Within the hour, I had my accounts restored and learned a valuable lesson in the process.
The most important takeaway from this story is that no matter how many steps you take, you are always vulnerable. There are steps you can take if you click a phishing link, but you should also know what to do if things go too far.
Your university’s IT office will often have backdoor access to your accounts so they can restore them if you are locked out. Make sure you’re aware of how to contact it, when it’s open, and what security resources you can access.
1
Know where your data is stored on your university accounts
You might be surprised by how much of your personal information is stored by your university
It’s easy to dismiss the importance of securing your university accounts.
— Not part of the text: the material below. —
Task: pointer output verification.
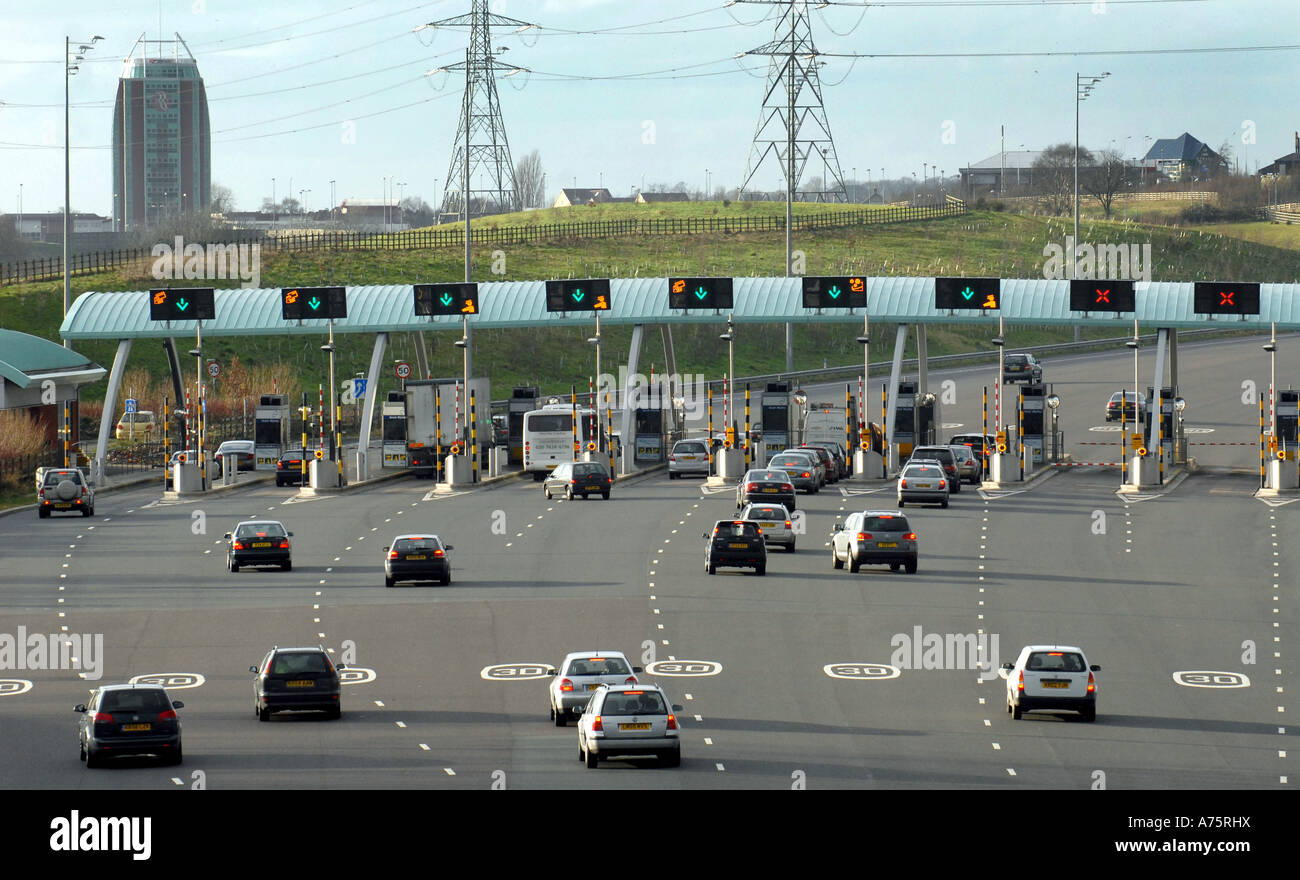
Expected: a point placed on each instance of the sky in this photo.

While your schoolwork (probably) isn’t valuable to a hacker, your university accounts are filled with valuable information for others.
Universities offer financial support, medical resources, job advice, and other resources that use your personal information to help you succeed.
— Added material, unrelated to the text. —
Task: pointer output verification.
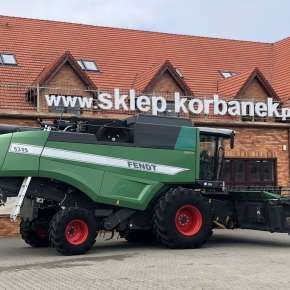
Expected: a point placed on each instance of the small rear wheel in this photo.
(73, 231)
(182, 219)
(34, 233)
If a hacker can access your university accounts, they unlock a vault containing more of your personal information in one place than anywhere else.
For example, a hacker could pause regular payments to your university, then send you an official-looking email informing you of a new way you need to make your payments.
Privacy tips discussed earlier in this article can prevent this from happening in the first place, but you should also take time to know what personal data is stored by your university, where it’s stored, how you can access it, and how secure it is.
Remove any references to unnecessary data, and check that you have protections against the most at-risk accounts. Your university will inform you of any changes to how your data is stored. Act on these as soon as possible.
Use all the digital resources at your disposal
Your university may have additional privacy measures on top of those listed in this article. It should make you aware of these, but it’s worth checking all the resources available to you.
The data stored in your university accounts is incredibly valuable to others, so you should take every step you can to secure it.